The IoT client/server model, possessing a limited number of security attributes, is particularly problematic in an IoT environment, Wagner noted. “Blockchain technology offers an alternative approach,” he suggested. By establishing a “trust network,” validated by blockchain technology, many IoT device security risks could be mitigated. “In this model, a private blockchain network is created where all participants are authorized and authenticated, and each participant is accountable for its actions,” Wagner explained. “This method is theoretical, and there are questions of scale, but the current model creates the potential for more significant attacks.”
- A wider attack surface
Upon arrival, 5G will instantly accelerate the adoption of virtualized distributed network infrastructures and the use of containerized workloads, both for applications as well as network functions. “This increases the attack surface and makes the 5G ecosystem an attractive ground for adversaries to exploit, either for economic gain or just to inflict damage both to telecom operators as well as the users,” cautioned Prakasha Ramachandra, assistant vice president for technology and innovation at engineering at design firm Aricent. With distributed systems and a containerized environment, it will be difficult to ensure that all systems and applications remain up-to-date with the latest security patches, he noted.
Challenges related to maintaining vulnerability and security configuration postures within the 5G ecosystem could be effectively handled by building a security orchestrator, Ramachandra proposed. “The security orchestrator would also have the capability to define security goals that are derived from regulatory compliance requirements, as well as from industry/organization best practices,” he added.
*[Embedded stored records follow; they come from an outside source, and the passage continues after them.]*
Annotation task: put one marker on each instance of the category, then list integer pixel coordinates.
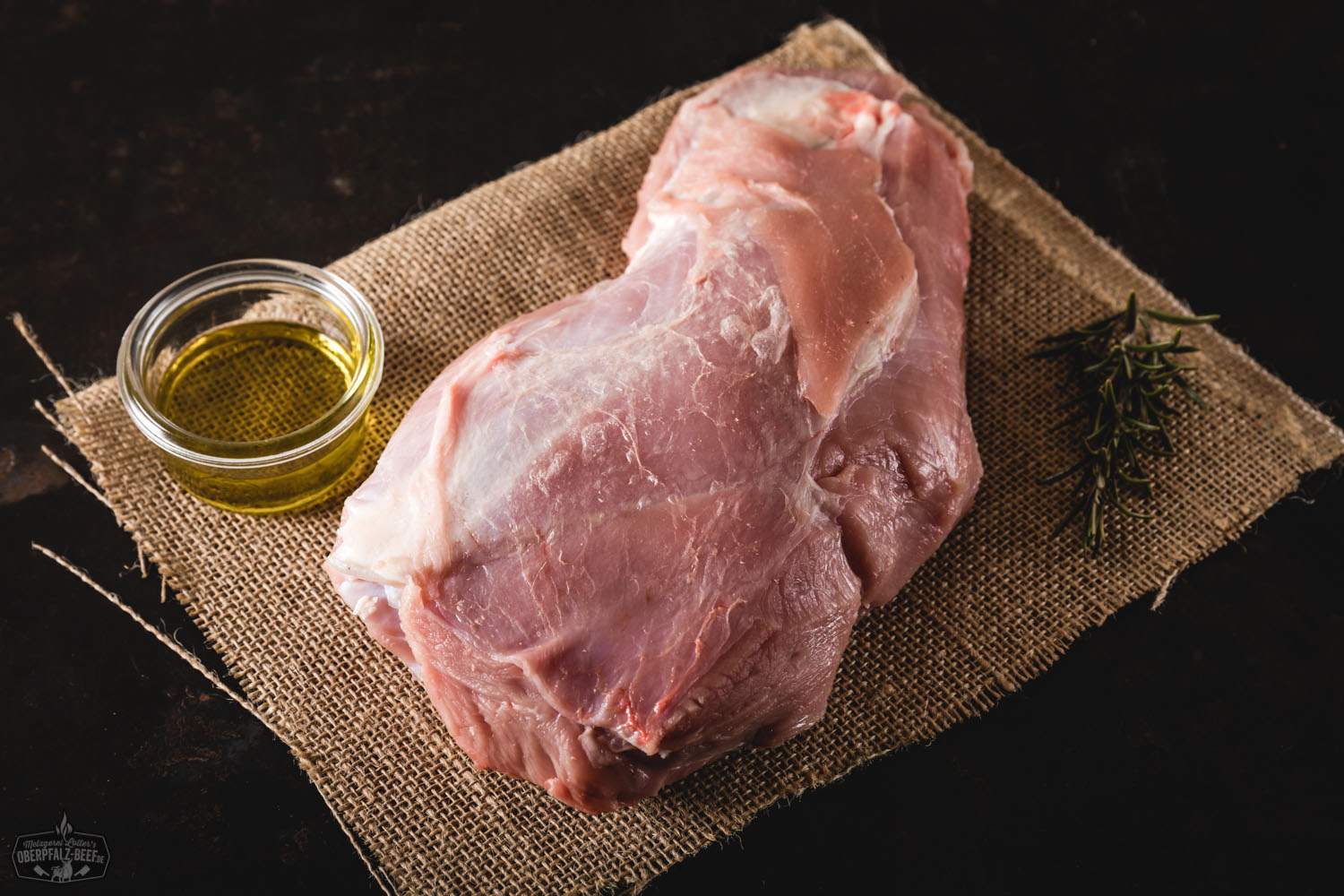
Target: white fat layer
(795, 105)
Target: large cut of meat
(629, 532)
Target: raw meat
(631, 532)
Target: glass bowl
(263, 426)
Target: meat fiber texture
(631, 532)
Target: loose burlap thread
(994, 607)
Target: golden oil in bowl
(253, 379)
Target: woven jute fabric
(994, 607)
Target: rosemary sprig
(1126, 378)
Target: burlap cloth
(994, 607)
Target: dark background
(1193, 745)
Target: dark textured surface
(145, 140)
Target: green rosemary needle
(1126, 378)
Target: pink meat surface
(631, 532)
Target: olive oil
(254, 381)
(258, 390)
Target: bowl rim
(222, 279)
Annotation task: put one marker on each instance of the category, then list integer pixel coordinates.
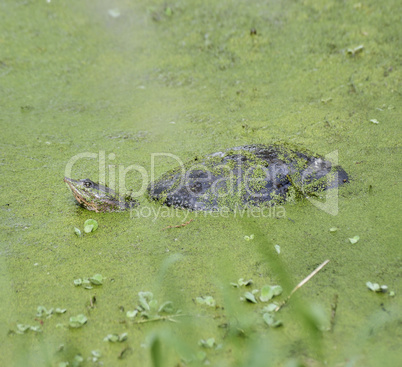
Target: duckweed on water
(206, 300)
(43, 311)
(96, 279)
(354, 239)
(115, 338)
(77, 321)
(249, 296)
(268, 292)
(241, 282)
(270, 320)
(90, 225)
(207, 343)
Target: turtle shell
(244, 176)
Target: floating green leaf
(145, 298)
(77, 321)
(207, 300)
(270, 308)
(208, 343)
(96, 279)
(78, 281)
(166, 307)
(241, 282)
(268, 292)
(375, 287)
(270, 320)
(90, 225)
(250, 297)
(42, 311)
(354, 239)
(131, 314)
(116, 337)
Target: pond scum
(250, 323)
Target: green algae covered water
(119, 92)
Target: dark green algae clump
(246, 176)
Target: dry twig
(303, 282)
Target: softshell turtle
(244, 176)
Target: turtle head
(95, 197)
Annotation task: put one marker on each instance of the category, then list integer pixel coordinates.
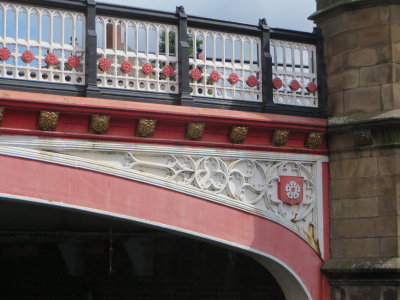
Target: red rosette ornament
(215, 76)
(233, 78)
(126, 66)
(196, 74)
(277, 83)
(168, 71)
(104, 64)
(294, 85)
(5, 53)
(311, 87)
(147, 69)
(51, 59)
(74, 61)
(27, 56)
(252, 81)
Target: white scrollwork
(245, 180)
(252, 182)
(293, 190)
(298, 212)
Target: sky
(287, 14)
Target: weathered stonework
(361, 54)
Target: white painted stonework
(245, 180)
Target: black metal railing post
(183, 58)
(266, 65)
(91, 50)
(321, 74)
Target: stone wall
(362, 55)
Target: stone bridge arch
(27, 176)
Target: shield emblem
(290, 189)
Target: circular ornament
(27, 56)
(252, 81)
(126, 66)
(294, 85)
(196, 74)
(292, 190)
(215, 76)
(168, 71)
(312, 87)
(147, 69)
(51, 59)
(74, 61)
(277, 83)
(5, 53)
(104, 64)
(233, 78)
- Proximity Service (ProSe) intrusions
Proximity Service (ProSe), which promises streamlined device-to-device communication, is an important new 5G feature. ProSe offers many potential benefits, including the ability to lower latency in real-time scenarios, such as vehicle-to-vehicle messaging, extending communications to devices beyond the reach of a base station, enabling IoT traffic off-loading, and supporting locally-targeted messaging and emergency communications, noted Michael Daly, CTO for cybersecurity and special missions at Raytheon Intelligence, Information and Services. “However, implementing this new feature also means that there’s an increased threat landscape and a processing challenge for intrusion prevention,” he explained. “Each node will need to handle more of the load when it comes to defending itself, rather than relying on the central network to screen out malicious activity.”
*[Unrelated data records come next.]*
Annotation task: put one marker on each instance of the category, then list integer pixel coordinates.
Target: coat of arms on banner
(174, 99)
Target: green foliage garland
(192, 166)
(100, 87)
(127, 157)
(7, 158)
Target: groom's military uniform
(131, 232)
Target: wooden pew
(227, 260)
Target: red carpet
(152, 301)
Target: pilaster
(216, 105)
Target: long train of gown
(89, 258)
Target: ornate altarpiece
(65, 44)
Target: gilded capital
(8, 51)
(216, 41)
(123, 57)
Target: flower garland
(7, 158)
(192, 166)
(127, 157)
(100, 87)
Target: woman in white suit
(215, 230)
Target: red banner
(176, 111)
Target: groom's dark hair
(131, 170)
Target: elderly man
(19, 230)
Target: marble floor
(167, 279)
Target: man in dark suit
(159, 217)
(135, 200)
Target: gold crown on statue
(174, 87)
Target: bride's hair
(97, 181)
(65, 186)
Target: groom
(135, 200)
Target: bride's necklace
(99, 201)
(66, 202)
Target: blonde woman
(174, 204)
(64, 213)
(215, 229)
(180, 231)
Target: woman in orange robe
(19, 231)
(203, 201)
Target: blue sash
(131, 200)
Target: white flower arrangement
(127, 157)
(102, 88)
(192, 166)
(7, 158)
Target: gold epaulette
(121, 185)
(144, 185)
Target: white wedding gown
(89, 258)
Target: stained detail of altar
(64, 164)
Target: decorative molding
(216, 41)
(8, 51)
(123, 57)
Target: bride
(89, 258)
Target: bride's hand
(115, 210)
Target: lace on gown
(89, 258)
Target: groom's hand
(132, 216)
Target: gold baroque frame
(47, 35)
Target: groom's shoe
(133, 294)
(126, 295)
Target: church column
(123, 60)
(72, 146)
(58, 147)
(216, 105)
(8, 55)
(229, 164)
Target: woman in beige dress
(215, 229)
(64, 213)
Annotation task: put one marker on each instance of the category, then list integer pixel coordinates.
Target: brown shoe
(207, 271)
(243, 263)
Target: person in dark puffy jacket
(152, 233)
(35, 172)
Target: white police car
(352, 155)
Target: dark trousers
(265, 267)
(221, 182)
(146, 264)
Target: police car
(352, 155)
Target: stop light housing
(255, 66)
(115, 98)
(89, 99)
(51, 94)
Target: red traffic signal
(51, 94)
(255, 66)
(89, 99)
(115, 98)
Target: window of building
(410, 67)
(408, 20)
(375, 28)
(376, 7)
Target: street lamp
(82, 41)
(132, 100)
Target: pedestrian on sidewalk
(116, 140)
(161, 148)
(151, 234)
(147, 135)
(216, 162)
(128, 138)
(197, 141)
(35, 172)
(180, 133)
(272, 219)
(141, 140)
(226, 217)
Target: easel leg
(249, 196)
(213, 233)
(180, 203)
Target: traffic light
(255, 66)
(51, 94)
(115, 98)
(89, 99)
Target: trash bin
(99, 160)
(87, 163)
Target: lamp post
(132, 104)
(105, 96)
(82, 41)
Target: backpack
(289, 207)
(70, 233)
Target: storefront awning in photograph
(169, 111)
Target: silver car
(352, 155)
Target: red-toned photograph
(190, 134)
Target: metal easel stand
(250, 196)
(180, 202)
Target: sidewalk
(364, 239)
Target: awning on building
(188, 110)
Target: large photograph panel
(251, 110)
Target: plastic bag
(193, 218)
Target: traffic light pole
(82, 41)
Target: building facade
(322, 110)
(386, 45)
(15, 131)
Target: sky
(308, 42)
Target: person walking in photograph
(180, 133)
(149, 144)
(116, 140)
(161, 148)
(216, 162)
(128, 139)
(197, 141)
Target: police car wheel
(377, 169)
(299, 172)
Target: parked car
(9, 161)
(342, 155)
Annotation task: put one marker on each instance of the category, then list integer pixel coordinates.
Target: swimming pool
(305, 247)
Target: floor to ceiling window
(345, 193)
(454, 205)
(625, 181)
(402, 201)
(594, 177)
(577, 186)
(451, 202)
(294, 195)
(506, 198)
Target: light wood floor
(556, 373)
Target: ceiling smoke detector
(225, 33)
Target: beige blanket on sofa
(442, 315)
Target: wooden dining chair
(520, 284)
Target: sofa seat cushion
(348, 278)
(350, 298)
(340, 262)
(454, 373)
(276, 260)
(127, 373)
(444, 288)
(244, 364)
The security features embedded in 5G communication modules, including authentication, authorization, intrusion prevention, and encryption, will all need to be more robust and tested thoroughly. “We will likely need to create mechanisms for peer-to-peer security collaboration and mechanisms for improved cloud-based security to help the endpoint devices make smart security decisions in near-real-time,” Daly said. An example of this peer-to-peer collaboration might include a message to a security expert asking if the online traffic he or she is seeing is typical or a point of concern. “We’ll also need to design in resiliency—assume that bad things can happen and build in the mechanisms to know when things are wrong, so we can take action to operate through the attack successfully,” he concluded.
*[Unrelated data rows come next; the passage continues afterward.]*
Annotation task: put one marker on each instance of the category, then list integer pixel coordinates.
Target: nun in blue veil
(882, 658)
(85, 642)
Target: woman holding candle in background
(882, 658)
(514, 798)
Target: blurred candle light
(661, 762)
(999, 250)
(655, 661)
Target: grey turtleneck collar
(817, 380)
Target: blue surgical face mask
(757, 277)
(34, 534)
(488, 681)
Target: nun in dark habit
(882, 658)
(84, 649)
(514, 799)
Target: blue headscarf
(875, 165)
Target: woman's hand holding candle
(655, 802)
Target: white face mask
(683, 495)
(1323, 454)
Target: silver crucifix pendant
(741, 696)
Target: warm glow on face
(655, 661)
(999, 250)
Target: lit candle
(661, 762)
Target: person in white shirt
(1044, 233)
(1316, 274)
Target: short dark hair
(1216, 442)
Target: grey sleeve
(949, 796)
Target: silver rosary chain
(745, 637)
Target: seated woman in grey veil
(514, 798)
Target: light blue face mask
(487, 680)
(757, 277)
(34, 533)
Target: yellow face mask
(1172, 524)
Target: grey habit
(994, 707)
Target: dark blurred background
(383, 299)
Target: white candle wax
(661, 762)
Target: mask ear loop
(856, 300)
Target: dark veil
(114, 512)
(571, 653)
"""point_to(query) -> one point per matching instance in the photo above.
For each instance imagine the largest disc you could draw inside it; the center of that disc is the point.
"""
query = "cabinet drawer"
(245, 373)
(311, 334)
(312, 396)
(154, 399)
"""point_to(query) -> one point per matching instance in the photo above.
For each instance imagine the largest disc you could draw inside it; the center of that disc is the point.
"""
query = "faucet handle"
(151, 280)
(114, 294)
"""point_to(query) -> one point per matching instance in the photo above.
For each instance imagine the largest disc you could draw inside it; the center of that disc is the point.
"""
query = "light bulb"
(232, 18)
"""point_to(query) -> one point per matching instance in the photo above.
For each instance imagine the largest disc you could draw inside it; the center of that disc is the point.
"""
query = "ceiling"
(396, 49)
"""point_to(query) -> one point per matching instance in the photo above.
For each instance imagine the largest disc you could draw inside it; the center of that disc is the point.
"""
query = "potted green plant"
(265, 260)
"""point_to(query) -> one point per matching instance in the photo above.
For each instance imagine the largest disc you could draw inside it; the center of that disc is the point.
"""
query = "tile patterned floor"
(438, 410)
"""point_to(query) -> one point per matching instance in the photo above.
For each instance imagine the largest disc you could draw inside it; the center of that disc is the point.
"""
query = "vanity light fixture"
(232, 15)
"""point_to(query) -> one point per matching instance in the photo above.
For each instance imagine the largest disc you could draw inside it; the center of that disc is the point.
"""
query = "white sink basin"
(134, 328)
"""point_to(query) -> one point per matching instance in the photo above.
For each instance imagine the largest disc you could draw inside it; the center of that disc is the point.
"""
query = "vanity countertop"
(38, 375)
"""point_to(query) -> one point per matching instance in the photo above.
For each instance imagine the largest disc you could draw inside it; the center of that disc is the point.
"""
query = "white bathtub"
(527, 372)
- Software-defined network (SD-WAN) vulnerability
The arrival of 5G technology will bring an expanded use of SD-WANs and extend their reach to a wider array of mobile and IoT devices. “The biggest threat isn’t necessarily the 5G standard itself, but possible vulnerabilities in the SDN layers for new use cases,” explained Jon Zayicek, IT risk and security principal at Cask, a business and technology consulting firm. “Some of these use cases include things like smart/connected vehicles, enhanced industrial control connectivity, and broad consumer use for media, content, and applications,” he observed.
Security must be built in and pervasive in every layer of a 5G deployment, Zayicek noted. Network operators must be vigilant and monitor for out of band activity, access, and traffic patterns. “OEMs should secure hardware and firmware components, and device manufacturers should have multiple layers of security, limiting the attack surface as much as possible,” he said.
- An overall need for fundamental security protection
While 5G technology delivers immense advances in how networked devices are able to communicate, it also carries with it existing 4G security issues in a much more dynamic and highly configurable environment. The new technology requires well thought out, foundational security built into its systems, observed Bob Flores, a cybersecurity advisor with Fidelis Cybersecurity, an automated detection and response technology provider. “Security needs to be built into these systems from the very first draft, from the ground up,” he advised.
Flores pointed to 5G-linked autonomous vehicles as an example of a technology that will need specially-designed security measures. “While the progression of this kind of technology is eagerly anticipated, we need cybersecurity standards and best practices for hardened security measures that can keep up with the new capabilities that 5G will enable,” he stated.